Ela não acreditou em nenhum deles até ver por si mesma. Não deu atenção a nenhuma informação precisa dos médicos com todos os detalhes técnicos que ela costumava usar pra dar credibilidade a alguma coisa. Precisou estar de frente a ele, deitado ali, pra finalmente aceitar o inevitável: ele estava morto, e jamais abriria os olhos outra vez. Jamais lhe daria o sorriso que tanto amava, ou brincaria com seu cabelo, ou deitaria inocente em seu colo sem saber que cada um desses gestos a enchia de uma felicidade ingênua.
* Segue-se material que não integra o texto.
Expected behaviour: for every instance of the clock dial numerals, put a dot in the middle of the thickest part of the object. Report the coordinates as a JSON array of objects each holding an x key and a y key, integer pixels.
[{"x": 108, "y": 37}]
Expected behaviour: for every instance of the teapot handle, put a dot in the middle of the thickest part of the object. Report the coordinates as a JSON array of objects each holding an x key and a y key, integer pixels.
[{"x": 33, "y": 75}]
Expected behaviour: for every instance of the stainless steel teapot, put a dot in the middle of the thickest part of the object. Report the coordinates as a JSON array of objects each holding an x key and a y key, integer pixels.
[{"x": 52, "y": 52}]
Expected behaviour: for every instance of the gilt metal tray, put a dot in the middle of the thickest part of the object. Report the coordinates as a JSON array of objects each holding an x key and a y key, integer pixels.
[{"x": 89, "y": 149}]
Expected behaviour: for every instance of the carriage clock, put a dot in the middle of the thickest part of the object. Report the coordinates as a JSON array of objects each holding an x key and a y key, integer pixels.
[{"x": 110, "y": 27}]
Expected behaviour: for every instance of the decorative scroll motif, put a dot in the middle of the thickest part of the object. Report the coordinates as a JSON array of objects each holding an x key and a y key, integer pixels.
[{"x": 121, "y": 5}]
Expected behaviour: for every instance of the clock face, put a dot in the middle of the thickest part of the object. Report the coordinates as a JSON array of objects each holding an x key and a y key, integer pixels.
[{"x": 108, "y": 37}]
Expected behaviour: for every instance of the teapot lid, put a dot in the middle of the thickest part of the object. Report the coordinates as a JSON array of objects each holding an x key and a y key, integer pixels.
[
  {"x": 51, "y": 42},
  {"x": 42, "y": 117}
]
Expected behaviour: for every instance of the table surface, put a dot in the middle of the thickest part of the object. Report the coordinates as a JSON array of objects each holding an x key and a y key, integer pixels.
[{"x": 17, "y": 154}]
— ...Você disse que ficaria ao meu lado. Disse que eu sempre teria você. Eu tentei... Tentei de verdade, fazer com que isso bastasse... — ela murmurava para o corpo à sua frente — Estar ao seu lado era o suficiente pra mim. Mas você mentiu... Você não está mais comigo — as lágrimas que prendera bravamente, desde sempre, por toda a vida, finalmente rolavam. — Como pôde mentir?
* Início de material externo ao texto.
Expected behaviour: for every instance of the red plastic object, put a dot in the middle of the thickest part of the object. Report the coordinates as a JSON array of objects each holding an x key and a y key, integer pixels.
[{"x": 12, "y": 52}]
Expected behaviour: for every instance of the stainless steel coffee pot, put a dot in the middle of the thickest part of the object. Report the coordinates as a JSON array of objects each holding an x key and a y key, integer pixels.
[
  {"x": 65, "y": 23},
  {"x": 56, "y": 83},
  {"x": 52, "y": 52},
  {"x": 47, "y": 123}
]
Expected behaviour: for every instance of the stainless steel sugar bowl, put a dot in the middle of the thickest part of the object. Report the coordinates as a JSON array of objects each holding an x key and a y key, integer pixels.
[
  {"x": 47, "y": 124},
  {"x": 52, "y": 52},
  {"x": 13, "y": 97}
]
Ela chorou em silêncio por um longo tempo, olhando o corpo pálido e frio à sua frente. Levou um tempo até que parasse de soluçar. Ela se aproximou da maca outra vez, limpando o rosto, e se curvou sobre ela.

— Me perdoe... Eu sei que você não teria gostado disso, mas... — ela aproximou o rosto e, o mais delicadamente possível, tocou-lhe os lábios — ...Me perdoe ser egoísta.

Ela ergueu o corpo, respirando fundo. Cobriu o rosto dele com o lençol, por fim, e saiu dali, indo caminhar pelo verde ao redor do hospital.

Olhou para o céu enquanto andava.

— Alan... Céu e inferno existem? Existe algo depois que se morre..? Se existe... Se existe, eu poderia ver você outra vez?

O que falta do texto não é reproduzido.